Il nome originario dell'insediamento era Sandberg, cioè Colle della Sabbia. Con il tempo, gli abitanti del luogo cambiarono il nome e chiamarono l'insediamento Zamperk. La prima menzione dell'insediamento di Piesky risale al 1263, quando viene citato con il nome di Mons Pyrosus. La prima menzione di miniere di rame a Piesky risale alla metà del XV secolo, ma le radici minerarie affondano molto più in profondità nella storia.

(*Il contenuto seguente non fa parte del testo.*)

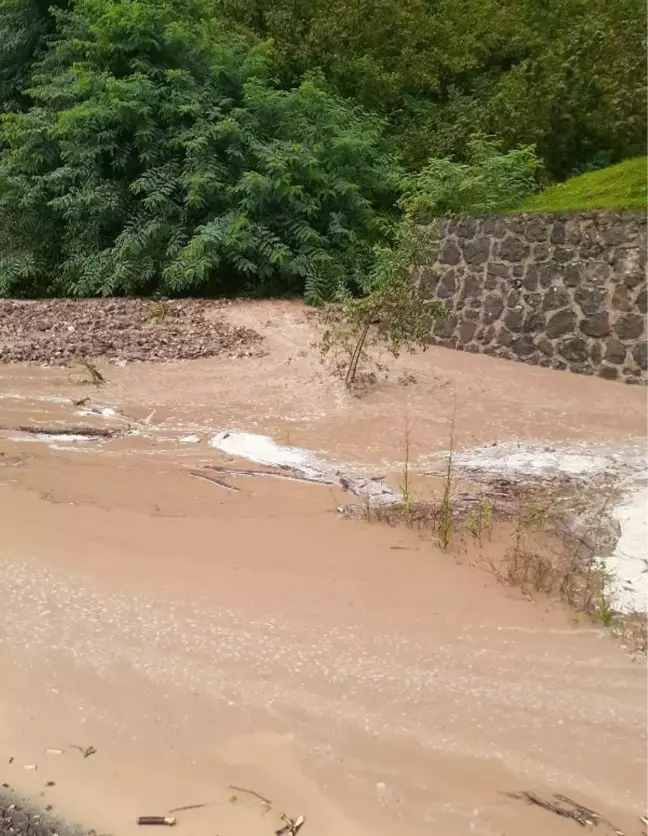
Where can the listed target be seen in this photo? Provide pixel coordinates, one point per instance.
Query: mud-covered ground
(59, 332)
(19, 817)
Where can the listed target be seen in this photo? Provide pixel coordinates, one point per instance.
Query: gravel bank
(60, 331)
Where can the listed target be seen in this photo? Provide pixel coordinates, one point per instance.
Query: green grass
(622, 186)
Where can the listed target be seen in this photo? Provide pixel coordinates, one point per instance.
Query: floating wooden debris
(88, 432)
(291, 826)
(212, 477)
(169, 821)
(87, 751)
(566, 807)
(261, 798)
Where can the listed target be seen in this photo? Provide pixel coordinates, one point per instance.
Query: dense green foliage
(565, 75)
(270, 146)
(489, 180)
(158, 154)
(622, 186)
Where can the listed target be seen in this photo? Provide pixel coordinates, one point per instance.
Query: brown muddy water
(202, 639)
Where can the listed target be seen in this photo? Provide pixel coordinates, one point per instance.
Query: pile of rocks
(62, 331)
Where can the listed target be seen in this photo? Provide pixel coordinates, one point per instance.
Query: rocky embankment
(61, 331)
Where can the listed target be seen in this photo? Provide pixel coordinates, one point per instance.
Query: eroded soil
(201, 638)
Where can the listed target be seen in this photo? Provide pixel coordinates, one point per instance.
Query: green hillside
(622, 186)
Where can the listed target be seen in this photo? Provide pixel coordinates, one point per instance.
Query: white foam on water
(628, 564)
(531, 460)
(101, 411)
(263, 450)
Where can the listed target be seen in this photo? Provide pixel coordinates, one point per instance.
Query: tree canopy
(268, 146)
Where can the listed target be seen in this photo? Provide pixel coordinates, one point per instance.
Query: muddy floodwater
(248, 652)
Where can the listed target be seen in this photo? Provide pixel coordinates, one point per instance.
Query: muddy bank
(201, 636)
(60, 331)
(22, 817)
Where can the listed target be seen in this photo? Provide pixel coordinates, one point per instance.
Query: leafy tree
(24, 28)
(565, 75)
(491, 180)
(390, 299)
(158, 154)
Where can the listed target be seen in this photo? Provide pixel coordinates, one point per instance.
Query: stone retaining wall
(560, 291)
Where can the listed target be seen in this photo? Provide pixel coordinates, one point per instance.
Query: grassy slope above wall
(623, 186)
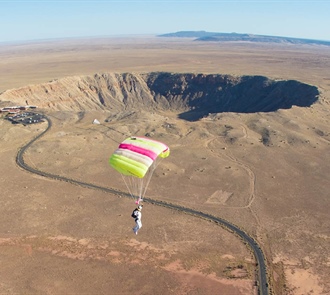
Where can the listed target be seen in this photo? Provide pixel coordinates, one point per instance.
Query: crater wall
(192, 96)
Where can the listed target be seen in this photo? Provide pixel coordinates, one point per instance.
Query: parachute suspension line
(149, 175)
(128, 186)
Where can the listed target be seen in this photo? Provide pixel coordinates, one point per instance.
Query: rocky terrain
(250, 146)
(193, 96)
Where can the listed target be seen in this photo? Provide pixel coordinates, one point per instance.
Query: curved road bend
(262, 272)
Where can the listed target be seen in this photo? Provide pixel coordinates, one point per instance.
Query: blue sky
(31, 20)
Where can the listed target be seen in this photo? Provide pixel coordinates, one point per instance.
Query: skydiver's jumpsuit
(137, 221)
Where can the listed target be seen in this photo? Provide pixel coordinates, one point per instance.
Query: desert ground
(59, 238)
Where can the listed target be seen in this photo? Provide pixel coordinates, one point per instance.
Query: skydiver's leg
(137, 227)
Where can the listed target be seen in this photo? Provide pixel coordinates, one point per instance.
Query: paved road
(261, 277)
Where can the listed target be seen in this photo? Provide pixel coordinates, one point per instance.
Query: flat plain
(59, 238)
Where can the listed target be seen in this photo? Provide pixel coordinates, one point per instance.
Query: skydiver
(137, 217)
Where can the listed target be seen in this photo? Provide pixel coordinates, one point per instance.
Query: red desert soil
(59, 238)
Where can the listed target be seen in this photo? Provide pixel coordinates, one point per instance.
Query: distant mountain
(223, 37)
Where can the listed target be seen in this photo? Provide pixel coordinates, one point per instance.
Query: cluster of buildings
(16, 109)
(20, 115)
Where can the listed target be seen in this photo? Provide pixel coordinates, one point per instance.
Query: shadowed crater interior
(203, 94)
(191, 96)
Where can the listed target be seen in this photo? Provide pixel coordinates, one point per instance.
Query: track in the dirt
(261, 278)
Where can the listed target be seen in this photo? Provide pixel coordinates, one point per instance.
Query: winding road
(261, 278)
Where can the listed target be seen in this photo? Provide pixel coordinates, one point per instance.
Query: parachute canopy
(136, 155)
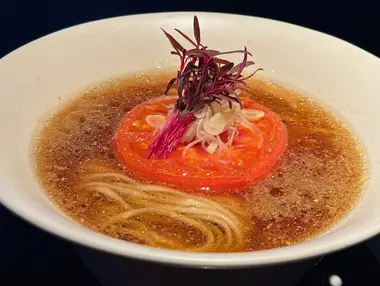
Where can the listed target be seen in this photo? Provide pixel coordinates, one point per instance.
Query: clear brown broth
(318, 181)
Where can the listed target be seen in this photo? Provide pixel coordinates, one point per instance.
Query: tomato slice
(242, 165)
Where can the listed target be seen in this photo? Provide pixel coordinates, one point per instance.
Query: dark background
(24, 20)
(28, 255)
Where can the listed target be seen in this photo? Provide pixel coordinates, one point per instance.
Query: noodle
(220, 228)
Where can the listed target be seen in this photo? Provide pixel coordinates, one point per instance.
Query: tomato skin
(242, 166)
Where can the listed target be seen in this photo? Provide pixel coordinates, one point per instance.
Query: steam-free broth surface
(317, 182)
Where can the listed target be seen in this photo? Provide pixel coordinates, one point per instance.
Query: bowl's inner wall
(39, 76)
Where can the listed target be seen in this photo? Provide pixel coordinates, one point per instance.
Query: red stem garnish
(203, 77)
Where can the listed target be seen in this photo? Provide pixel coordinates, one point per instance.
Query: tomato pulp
(236, 168)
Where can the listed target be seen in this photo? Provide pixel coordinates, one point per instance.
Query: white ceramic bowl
(34, 77)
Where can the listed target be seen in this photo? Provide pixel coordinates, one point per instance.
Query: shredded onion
(216, 124)
(211, 148)
(155, 120)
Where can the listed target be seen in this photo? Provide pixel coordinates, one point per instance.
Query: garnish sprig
(203, 78)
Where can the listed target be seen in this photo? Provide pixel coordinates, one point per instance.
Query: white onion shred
(218, 117)
(156, 120)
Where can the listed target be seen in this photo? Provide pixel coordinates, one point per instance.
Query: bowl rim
(104, 243)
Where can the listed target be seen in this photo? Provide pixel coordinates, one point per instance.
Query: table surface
(30, 254)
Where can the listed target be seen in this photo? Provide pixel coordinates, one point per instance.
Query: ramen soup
(221, 163)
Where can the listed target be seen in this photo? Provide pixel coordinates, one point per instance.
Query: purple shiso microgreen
(203, 77)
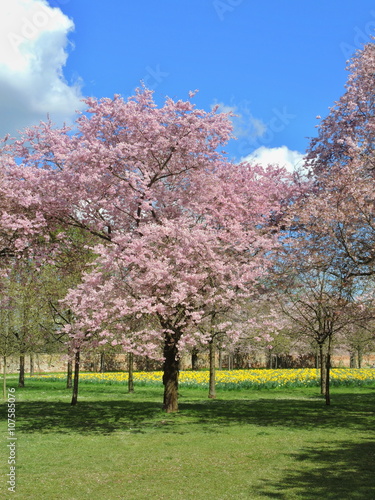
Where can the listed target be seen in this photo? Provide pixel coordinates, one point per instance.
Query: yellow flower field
(232, 379)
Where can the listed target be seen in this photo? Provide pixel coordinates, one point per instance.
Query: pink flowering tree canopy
(182, 233)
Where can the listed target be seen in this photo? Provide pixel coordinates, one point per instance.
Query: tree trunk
(327, 384)
(31, 364)
(212, 382)
(130, 372)
(102, 362)
(171, 367)
(5, 377)
(359, 352)
(69, 375)
(322, 370)
(21, 378)
(76, 377)
(194, 359)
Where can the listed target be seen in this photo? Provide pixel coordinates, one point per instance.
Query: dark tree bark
(130, 372)
(21, 379)
(76, 378)
(322, 362)
(194, 359)
(327, 381)
(212, 381)
(69, 375)
(102, 362)
(31, 364)
(171, 368)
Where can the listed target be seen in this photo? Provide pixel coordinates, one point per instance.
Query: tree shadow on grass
(349, 411)
(345, 472)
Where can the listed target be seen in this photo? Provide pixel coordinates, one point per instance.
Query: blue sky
(277, 64)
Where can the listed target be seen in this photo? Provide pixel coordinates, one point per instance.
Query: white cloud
(244, 123)
(33, 42)
(282, 156)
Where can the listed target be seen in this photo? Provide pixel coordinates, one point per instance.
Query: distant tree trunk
(102, 362)
(353, 361)
(322, 370)
(21, 378)
(359, 357)
(69, 375)
(212, 382)
(31, 364)
(4, 377)
(194, 359)
(76, 377)
(220, 359)
(171, 368)
(327, 381)
(130, 372)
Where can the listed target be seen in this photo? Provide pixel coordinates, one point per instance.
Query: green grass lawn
(276, 444)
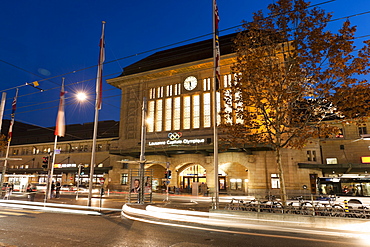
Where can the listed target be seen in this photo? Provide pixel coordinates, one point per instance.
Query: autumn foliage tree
(291, 74)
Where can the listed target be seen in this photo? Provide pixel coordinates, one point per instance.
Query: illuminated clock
(190, 83)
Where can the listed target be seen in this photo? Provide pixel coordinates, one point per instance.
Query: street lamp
(81, 96)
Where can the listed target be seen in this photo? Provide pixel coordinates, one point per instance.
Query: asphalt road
(20, 227)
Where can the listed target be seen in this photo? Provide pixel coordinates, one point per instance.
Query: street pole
(142, 151)
(2, 106)
(78, 179)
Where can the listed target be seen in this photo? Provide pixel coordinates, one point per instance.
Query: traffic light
(45, 161)
(167, 174)
(82, 171)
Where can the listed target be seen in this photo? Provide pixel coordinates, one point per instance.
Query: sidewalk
(192, 209)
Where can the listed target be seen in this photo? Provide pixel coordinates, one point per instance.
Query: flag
(14, 107)
(60, 124)
(216, 19)
(99, 78)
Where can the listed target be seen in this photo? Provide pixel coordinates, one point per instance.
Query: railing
(328, 207)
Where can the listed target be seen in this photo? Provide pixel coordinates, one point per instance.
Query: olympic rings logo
(174, 136)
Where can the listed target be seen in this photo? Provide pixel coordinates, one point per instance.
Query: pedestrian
(57, 190)
(52, 189)
(31, 192)
(7, 193)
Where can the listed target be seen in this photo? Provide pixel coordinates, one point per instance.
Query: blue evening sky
(44, 39)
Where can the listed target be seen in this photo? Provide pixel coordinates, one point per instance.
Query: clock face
(190, 83)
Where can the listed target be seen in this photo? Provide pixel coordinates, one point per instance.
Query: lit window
(207, 110)
(160, 92)
(275, 181)
(362, 130)
(151, 116)
(227, 81)
(239, 107)
(168, 114)
(124, 179)
(340, 134)
(207, 84)
(331, 161)
(151, 93)
(177, 113)
(311, 155)
(187, 112)
(218, 97)
(196, 111)
(177, 90)
(169, 90)
(159, 114)
(228, 108)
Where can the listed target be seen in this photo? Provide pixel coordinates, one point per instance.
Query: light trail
(231, 231)
(185, 216)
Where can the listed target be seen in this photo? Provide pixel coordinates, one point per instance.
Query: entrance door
(187, 182)
(313, 179)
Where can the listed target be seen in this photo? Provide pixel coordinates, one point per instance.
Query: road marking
(13, 212)
(233, 231)
(24, 211)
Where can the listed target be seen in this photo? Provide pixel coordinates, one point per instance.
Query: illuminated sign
(175, 139)
(365, 159)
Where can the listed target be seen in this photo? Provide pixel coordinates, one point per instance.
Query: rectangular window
(340, 134)
(160, 92)
(124, 179)
(228, 108)
(159, 115)
(177, 90)
(239, 108)
(196, 111)
(218, 108)
(275, 181)
(151, 93)
(311, 155)
(207, 84)
(227, 81)
(168, 90)
(168, 114)
(331, 161)
(177, 113)
(150, 123)
(187, 112)
(207, 110)
(362, 130)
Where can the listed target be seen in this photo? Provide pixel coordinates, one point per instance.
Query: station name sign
(175, 139)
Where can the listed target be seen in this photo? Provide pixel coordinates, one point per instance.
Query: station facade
(177, 84)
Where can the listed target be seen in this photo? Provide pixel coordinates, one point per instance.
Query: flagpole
(10, 133)
(214, 109)
(98, 102)
(59, 131)
(50, 179)
(2, 106)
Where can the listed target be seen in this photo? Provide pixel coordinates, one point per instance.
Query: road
(20, 227)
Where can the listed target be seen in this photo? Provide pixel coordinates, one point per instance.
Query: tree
(290, 75)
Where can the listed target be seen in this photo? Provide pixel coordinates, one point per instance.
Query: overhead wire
(141, 53)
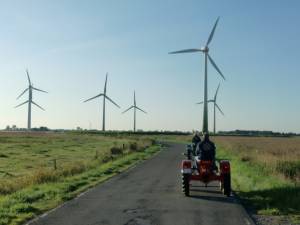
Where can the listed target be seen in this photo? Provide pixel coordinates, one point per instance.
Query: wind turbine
(205, 50)
(29, 101)
(215, 106)
(104, 98)
(134, 108)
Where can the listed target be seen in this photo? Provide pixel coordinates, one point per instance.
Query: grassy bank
(265, 174)
(31, 183)
(27, 203)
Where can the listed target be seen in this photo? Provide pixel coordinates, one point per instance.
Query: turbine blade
(219, 109)
(21, 104)
(93, 97)
(187, 51)
(141, 110)
(215, 66)
(105, 83)
(216, 94)
(22, 93)
(128, 109)
(207, 101)
(112, 101)
(39, 90)
(212, 32)
(38, 106)
(28, 76)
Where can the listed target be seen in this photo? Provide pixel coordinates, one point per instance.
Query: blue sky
(68, 46)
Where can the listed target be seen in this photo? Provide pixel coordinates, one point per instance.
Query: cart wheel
(186, 184)
(227, 184)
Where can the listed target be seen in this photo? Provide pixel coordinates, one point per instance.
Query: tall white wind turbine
(104, 98)
(205, 50)
(134, 107)
(215, 106)
(30, 101)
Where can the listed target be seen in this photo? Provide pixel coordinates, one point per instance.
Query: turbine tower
(205, 50)
(215, 106)
(29, 101)
(134, 114)
(104, 98)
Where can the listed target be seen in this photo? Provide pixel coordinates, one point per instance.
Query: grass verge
(33, 200)
(261, 189)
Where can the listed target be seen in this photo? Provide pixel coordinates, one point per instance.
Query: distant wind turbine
(104, 97)
(29, 101)
(134, 107)
(205, 50)
(215, 106)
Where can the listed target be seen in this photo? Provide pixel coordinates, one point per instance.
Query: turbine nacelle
(204, 49)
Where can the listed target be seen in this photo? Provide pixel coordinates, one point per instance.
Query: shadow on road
(206, 191)
(230, 200)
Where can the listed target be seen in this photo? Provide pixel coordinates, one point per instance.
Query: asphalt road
(149, 194)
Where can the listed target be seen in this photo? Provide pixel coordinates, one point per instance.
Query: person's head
(205, 136)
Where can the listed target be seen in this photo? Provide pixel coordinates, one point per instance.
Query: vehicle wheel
(185, 184)
(227, 184)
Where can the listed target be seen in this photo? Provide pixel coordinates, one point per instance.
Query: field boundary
(63, 190)
(109, 178)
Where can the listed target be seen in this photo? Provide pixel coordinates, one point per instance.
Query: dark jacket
(196, 139)
(206, 150)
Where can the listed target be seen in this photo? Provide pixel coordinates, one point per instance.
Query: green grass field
(29, 182)
(265, 173)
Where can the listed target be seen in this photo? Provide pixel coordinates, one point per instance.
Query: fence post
(54, 164)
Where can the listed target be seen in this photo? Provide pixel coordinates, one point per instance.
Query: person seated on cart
(206, 150)
(195, 141)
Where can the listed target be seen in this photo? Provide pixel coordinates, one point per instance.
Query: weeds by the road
(270, 187)
(51, 189)
(39, 171)
(265, 172)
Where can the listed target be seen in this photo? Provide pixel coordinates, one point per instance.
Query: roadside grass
(52, 190)
(268, 188)
(265, 172)
(33, 158)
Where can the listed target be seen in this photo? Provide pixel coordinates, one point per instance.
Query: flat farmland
(265, 174)
(39, 171)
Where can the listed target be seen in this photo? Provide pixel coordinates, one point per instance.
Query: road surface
(149, 194)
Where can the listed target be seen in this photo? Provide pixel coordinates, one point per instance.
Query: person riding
(206, 150)
(196, 140)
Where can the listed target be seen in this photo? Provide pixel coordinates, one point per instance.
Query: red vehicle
(200, 170)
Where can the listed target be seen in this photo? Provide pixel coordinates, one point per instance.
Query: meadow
(39, 171)
(265, 173)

Nel XIX secolo, a Piesky vivevano circa 100-140 abitanti. Vivere qui non è stato facile. I cumuli e gli sterili della miniera non producevano quasi nulla e tutto doveva essere trasportato a spalla da Špania Dolina o Staré Hory. Tuttavia, l'insediamento minerario viveva la sua vita quotidiana. Qui è ancora conservata la Cappella della Madonna, attorno alla quale c'era una piazzetta dove si riuniva la gente. Suonavano fischietti o armonica e ballavano. Una volta all'anno si celebrava la messa nella cappella. Oggi rimangono i muri esterni dell'ex casa, due ingressi alle gallerie e il tronco del cimitero nel ripido pendio. Lo spazio dell'insediamento estinto ha un fascino insolito. I boschi circostanti hanno un aspetto maestoso e tranquillo. In alcuni punti ci sono cumuli di sterili e sentieri invasivi che corrono lungo le colline.
Nella prima metà del XX secolo, una società chiamata Rudné mines riprese l'estrazione a cielo aperto e costruì un tunnel tra Špaň Dolina e Pieskí. Tuttavia, l'attività estrattiva diminuì gradualmente fino a quando, nel 1953, Piesky scomparve.